UTI: Penge

Penge

Dubai is the parable of what money makes when it has no purpose but its own multiplication and grandeur. When the culture that holds it is too frail to contain it. Dubai is a place that doesn’t just know the price of everything and the value of nothing but makes everything worthless. The answer to everything in Dubai is money. In the darkness of the hot night, the motorways roar with Ferraris and Porsches and Lamborghinis; the fat boys are befuddled and stupefied by sports cars they race around on nowhere roads, going nowhere. Taxi drivers of their ambitionless, all-consuming entitlement. Shortchanged by being given everything. Cursed with money.

Hvordan verden ser ud, når svaret på ethvert spørgsmål er penge.

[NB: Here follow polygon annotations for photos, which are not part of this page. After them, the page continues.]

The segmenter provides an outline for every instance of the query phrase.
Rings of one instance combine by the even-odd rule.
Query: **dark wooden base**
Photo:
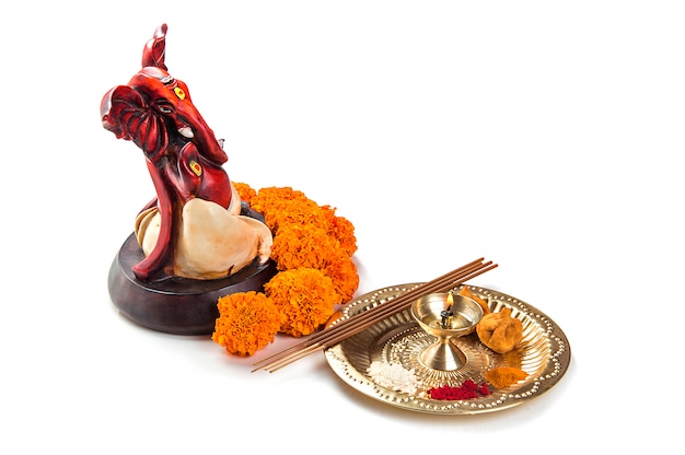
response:
[[[133,322],[175,335],[212,334],[219,317],[219,298],[236,292],[262,292],[264,284],[277,272],[276,264],[269,260],[218,280],[172,277],[146,282],[137,279],[132,271],[143,257],[136,236],[131,234],[109,268],[109,296],[114,305]]]

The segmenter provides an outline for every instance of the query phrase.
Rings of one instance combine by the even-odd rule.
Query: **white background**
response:
[[[659,452],[681,431],[685,7],[677,1],[12,2],[0,19],[0,452]],[[567,335],[524,405],[404,411],[318,352],[277,373],[121,317],[107,273],[154,196],[100,121],[166,63],[227,170],[356,226],[359,294],[478,257]]]

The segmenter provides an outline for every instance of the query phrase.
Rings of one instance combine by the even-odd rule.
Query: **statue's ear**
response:
[[[160,25],[154,31],[154,36],[142,49],[142,67],[158,67],[166,71],[164,65],[164,49],[166,48],[166,24]]]
[[[166,150],[164,119],[136,90],[128,85],[112,89],[105,93],[100,109],[103,127],[118,139],[133,141],[150,161],[155,162]]]

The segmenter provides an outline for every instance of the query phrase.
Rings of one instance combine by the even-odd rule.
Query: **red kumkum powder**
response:
[[[486,383],[478,385],[472,380],[466,380],[462,385],[456,387],[451,385],[431,387],[428,389],[428,395],[430,395],[432,399],[461,400],[490,395],[490,389]]]

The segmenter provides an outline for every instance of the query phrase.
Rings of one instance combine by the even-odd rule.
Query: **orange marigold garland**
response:
[[[311,268],[281,271],[264,285],[264,291],[286,316],[280,331],[293,337],[310,335],[325,324],[340,300],[333,280]]]
[[[314,224],[327,226],[322,208],[309,199],[304,192],[290,187],[262,188],[251,199],[252,208],[264,215],[266,225],[274,235],[282,225]]]
[[[241,200],[249,205],[252,203],[252,198],[257,195],[257,191],[255,191],[255,189],[247,184],[233,182],[233,186],[235,187],[237,195],[241,197]]]
[[[285,319],[271,299],[248,291],[219,298],[211,339],[227,352],[246,357],[272,342]]]
[[[278,230],[271,245],[271,258],[279,270],[309,267],[323,269],[337,254],[339,243],[314,224],[288,224]]]
[[[262,213],[271,230],[271,259],[279,270],[265,284],[264,293],[220,299],[223,311],[220,308],[212,339],[230,353],[251,355],[271,342],[276,332],[312,334],[330,318],[337,304],[353,298],[359,287],[352,260],[357,238],[349,220],[302,191],[290,187],[255,191],[243,183],[234,186],[241,200]],[[249,312],[251,306],[257,306],[256,313]],[[257,319],[259,327],[254,324]]]

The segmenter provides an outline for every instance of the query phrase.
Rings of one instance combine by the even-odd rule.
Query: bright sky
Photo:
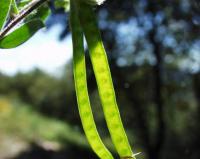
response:
[[[0,72],[14,75],[18,71],[28,72],[40,68],[54,73],[62,68],[72,56],[71,37],[60,42],[61,25],[48,32],[40,30],[28,42],[14,49],[0,49]]]

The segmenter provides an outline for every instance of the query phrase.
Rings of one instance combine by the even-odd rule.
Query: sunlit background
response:
[[[137,159],[200,158],[199,7],[197,0],[107,0],[96,8]],[[46,29],[0,50],[0,159],[97,158],[78,115],[68,13],[51,8]],[[119,158],[87,47],[86,63],[97,128]]]

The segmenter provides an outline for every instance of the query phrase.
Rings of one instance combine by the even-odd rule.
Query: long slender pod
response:
[[[95,126],[87,90],[83,33],[78,20],[78,13],[74,3],[74,0],[71,0],[70,24],[73,40],[74,80],[79,113],[86,137],[94,152],[101,159],[113,159],[111,153],[107,150],[107,148],[101,141],[101,138],[99,137],[98,131]]]
[[[121,121],[110,68],[93,8],[79,1],[78,9],[111,138],[121,158],[135,158]]]

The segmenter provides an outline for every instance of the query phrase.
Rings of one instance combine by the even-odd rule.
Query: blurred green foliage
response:
[[[198,4],[196,0],[107,0],[96,10],[122,120],[135,151],[142,152],[138,159],[200,158]],[[55,10],[56,18],[58,14],[66,15]],[[66,17],[63,19],[66,22]],[[54,21],[52,16],[51,24],[57,23]],[[62,38],[69,32],[68,23],[64,23],[64,26]],[[86,60],[94,117],[101,136],[110,145],[93,71],[89,58]],[[62,122],[63,128],[55,126],[55,129],[64,131],[64,134],[66,132],[68,138],[65,124],[83,134],[72,77],[71,64],[66,65],[62,75],[52,76],[40,70],[18,73],[12,77],[0,74],[0,95],[26,103],[22,109],[18,109],[21,108],[18,106],[16,112],[24,112],[21,114],[27,119],[32,111],[36,111],[41,120]],[[0,110],[9,112],[10,106],[5,105],[10,105],[8,100],[0,104]],[[48,125],[38,120],[33,123]],[[10,118],[8,123],[11,121],[11,128],[15,127],[16,120]],[[57,140],[57,131],[53,129],[55,134],[42,134],[46,134],[44,136],[48,139]],[[64,134],[61,133],[62,136]],[[67,142],[63,144],[67,145]],[[112,149],[112,145],[110,147]],[[81,158],[95,158],[87,156],[91,152],[87,152],[84,146],[70,149],[70,152],[79,152]],[[61,156],[66,158],[67,154]],[[48,157],[43,156],[45,158]],[[54,159],[60,159],[59,155],[55,155]]]

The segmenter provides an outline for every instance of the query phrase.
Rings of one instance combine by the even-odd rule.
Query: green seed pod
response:
[[[96,129],[87,90],[82,28],[78,20],[78,13],[74,1],[71,1],[70,7],[70,24],[73,40],[74,81],[79,114],[81,117],[83,129],[92,149],[101,159],[114,159],[111,153],[104,146]]]
[[[121,121],[110,68],[93,8],[80,2],[78,9],[112,141],[121,158],[135,159]]]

— A. A. Gill: Dubai on Empty. Vanity Fair, 11. mar. 2011

Tabte horisonter

“Have you ever been in need of money? Almost every man who enters our society joins it as a young man in need of money. His instincts are unsullied, his intellect is fresh and strong, but he must live. How comes it that the country is full of maimed human beings, of cynics and feeble good men, and outside of this no form of life except the diabolical intelligence of pure business?….He must get on. He goes into a law office, and if he is offended at its dishonest practices he cannot speak. He soon accepts them. Thereafter he cannot see them. He goes into a newspaper office, the same; a banker’s, a merchant’s, a dry-goods’ shop. What has happened to these fellows at the end of three years, that their minds seem to be drying up? I have seen many men I knew in college grow more and more uninteresting from year to year. Is there something in trade that desiccates and flattens out, that turns men into dried leaves at the age of forty? Certainly there is. It is not due to trade, but to intensity of self-seeking, combined with narrowness of occupation.”


— John Jay Chapman (1862-1933): Practical Agitation, New York 1900, s. 55-56. Via Laudator Temporis Acti, 15. feb 2017.